Joseph Amoah

Personal information
- Date of birth: 26 June 1994 (age 32)
- Place of birth: Accra, Ghana
- Height: 1.78 m (5 ft 10 in)
- Position: Midfielder

Team information
- Current team: Paredes

Youth career
- 0000–2014: Fetteh Feyenoord

Senior career*
- Years: Team / Apps / (Gls)
- 2014–2018: Vitória SC B / 82 / (0)
- 2014–2023: Vitória SC / 22 / (0)
- 2023–2024: União de Leiria / 4 / (0)
- 2024: → Fafe (loan) / 9 / (0)
- 2024–: Paredes / 5 / (0)

= Joseph Amoah (footballer, born 1994) =

Ghanaian football player

Joseph Amoah (born 26 June 1994) is a Ghanaian professional footballer who plays as a midfielder for Portuguese club Paredes.

==Club career==
He made his professional debut in the Segunda Liga for Vitória Guimarães B on 1 March 2015 in a game against Santa Clara.

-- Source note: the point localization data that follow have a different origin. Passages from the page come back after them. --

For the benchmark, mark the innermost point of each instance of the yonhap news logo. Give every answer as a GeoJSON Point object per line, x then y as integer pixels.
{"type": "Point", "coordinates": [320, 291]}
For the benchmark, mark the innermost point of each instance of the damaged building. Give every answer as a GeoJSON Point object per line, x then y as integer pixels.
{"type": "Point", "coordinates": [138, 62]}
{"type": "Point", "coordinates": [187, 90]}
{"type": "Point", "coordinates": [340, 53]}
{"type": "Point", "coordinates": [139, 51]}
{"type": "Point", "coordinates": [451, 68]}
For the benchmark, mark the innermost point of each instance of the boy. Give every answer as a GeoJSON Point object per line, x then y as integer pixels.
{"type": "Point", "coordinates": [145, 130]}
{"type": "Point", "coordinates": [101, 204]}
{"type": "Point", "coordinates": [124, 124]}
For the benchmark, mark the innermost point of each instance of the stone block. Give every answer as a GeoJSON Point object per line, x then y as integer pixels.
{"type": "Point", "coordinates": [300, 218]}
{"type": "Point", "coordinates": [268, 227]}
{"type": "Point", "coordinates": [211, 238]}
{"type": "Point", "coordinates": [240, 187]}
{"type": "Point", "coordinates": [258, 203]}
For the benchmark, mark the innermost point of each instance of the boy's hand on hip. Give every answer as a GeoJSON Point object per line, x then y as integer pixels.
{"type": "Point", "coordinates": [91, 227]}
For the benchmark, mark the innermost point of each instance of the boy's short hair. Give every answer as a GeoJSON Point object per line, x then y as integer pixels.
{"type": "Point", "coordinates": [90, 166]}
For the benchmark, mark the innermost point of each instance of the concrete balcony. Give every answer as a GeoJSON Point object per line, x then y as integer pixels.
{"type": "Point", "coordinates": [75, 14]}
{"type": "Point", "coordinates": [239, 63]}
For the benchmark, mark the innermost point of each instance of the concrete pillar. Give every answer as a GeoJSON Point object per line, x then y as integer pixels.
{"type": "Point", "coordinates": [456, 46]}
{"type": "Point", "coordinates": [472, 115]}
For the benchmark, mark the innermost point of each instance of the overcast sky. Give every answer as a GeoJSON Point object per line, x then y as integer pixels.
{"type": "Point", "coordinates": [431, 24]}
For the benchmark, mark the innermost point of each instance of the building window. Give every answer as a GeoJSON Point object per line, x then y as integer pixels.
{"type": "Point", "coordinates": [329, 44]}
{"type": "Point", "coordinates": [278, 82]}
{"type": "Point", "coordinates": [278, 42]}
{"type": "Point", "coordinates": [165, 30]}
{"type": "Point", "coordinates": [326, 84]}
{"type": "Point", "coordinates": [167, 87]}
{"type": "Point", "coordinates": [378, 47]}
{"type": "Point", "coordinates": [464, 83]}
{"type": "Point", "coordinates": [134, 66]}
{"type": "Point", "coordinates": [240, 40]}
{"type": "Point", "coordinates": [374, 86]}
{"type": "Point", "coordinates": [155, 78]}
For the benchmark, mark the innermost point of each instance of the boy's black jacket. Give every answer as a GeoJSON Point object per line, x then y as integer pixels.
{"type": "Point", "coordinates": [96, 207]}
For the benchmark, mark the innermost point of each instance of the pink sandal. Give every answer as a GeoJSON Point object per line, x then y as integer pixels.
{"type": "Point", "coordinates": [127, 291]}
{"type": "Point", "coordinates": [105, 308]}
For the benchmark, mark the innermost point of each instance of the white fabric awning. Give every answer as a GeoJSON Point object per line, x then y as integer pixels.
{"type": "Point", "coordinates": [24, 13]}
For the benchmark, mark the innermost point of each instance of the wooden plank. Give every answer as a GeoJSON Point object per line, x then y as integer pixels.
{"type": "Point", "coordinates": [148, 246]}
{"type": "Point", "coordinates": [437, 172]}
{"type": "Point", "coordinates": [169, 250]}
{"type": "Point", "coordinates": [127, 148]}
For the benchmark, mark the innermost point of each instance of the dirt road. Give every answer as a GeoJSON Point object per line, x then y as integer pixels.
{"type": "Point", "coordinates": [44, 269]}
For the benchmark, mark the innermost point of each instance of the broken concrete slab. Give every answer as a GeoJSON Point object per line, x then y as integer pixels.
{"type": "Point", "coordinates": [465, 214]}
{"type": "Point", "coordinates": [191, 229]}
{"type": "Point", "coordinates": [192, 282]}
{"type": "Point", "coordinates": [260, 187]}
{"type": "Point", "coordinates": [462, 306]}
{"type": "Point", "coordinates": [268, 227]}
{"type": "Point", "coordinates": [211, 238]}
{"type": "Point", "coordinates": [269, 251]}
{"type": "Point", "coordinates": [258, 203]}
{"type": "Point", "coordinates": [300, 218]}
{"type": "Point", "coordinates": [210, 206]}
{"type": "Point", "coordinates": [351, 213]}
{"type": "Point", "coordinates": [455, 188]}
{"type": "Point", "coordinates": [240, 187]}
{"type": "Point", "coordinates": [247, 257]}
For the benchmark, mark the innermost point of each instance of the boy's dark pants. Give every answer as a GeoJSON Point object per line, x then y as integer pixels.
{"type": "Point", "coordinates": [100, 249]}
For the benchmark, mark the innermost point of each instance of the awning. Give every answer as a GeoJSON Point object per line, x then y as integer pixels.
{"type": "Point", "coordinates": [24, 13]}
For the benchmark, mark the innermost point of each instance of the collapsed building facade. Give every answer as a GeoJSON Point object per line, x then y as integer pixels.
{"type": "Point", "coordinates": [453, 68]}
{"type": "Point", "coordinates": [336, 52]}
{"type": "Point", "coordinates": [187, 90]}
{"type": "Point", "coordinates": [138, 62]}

He made his Primeira Liga debut for Vitória Guimarães on 23 May 2015 coming in as a second-half substitute for compatriot and fellow Fetteh Feyenoord product Bernard Mensah in a 4–2 victory over Académica de Coimbra.

On 11 August 2023, recently-promoted to Liga Portugal 2 side União de Leiria announced the signing of Amoah on a one-year contract. On 31 January 2024, Leiria loaned him to Liga 3 club Fafe until the end of the season.